In an editorial accompanying the study in the NEJM, Dr Gus Vlahakes, MD, of Harvard Medical School noted that efforts were underway to expand the indications for Trasylol and that the new indications may require a higher dose.
“Until the safety of higher doses is fully explored in a prospective study, the expansion of indications for aprotinin may be premature,” he warned in the editorial.
According to IREF, each year nearly 1 million people worldwide undergo surgery following a heart attack and the majority of the patients receive one of 3 different drugs used to limit blood loss: aprotinin, aminocaproic acid, and tranexamic acid.
The IREF researchers studied 4,374 patients from around the world, comparing Trasylol with 2 alternative drugs or no drugs at all, and determined that the alternatives did not have the harmful side effects of Trasylol.
In light of these findings, IREF said that the other 2 drugs are “underused”, although they are “equally effective in limiting bleeding,” have been proven safe, and are readily available. In addition, the two alternatives drugs cost only a tenth of the cost of Trasylol.
Trasylol is a $600 million per year drug, Dr Mangano told Reuters News on January 25, 2006. “It would have been a blockbuster for them,” he said.
The two alternative drugs are much cheaper. A full dose of Trasylol costs $1,300 per patient, while the other two are just $11 and $44, according to Dr Mangano.

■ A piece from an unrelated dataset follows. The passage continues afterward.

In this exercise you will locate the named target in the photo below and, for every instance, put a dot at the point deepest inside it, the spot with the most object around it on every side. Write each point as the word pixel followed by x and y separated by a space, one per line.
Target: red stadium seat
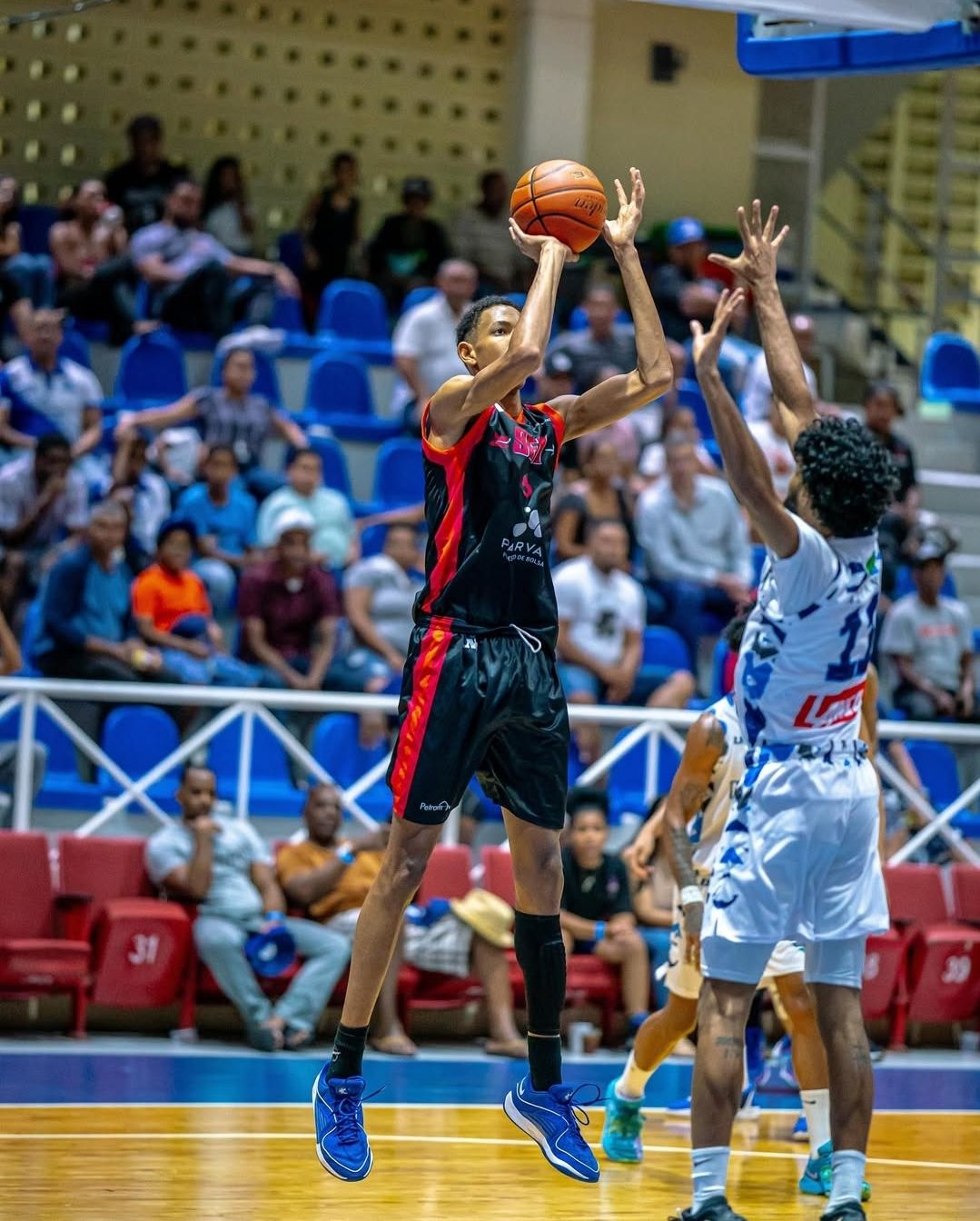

The study contends that replacing Trasylol with one of the drugs could prevent as many as 11,050 dialysis complications each year and save at least $1 billion in health care costs and reduce drug costs by at least $250 million.
IREF says it provided all the funding for the study, totaling more than $35 million. The 69 participating cardiac centers also contributed through reduced research and data collection fees and that none of the study’s authors received direct or indirect support from any of the manufacturers of the three drugs studied.
According to the January 26, 2006 Baltimore Sun, surgeons and anesthesiologists had suspected potential problems with Trasylol for many years, “but the number of adverse side effects was lost among the huge number of patients given the drug.”
The “associations between aprotinin and serious end-organ damage indicates that continued use is not prudent,” Dr Mangano wrote in the study. “In contrast, the less expensive generic medications aminocaproic acid and tranexamic acid are safe alternatives.”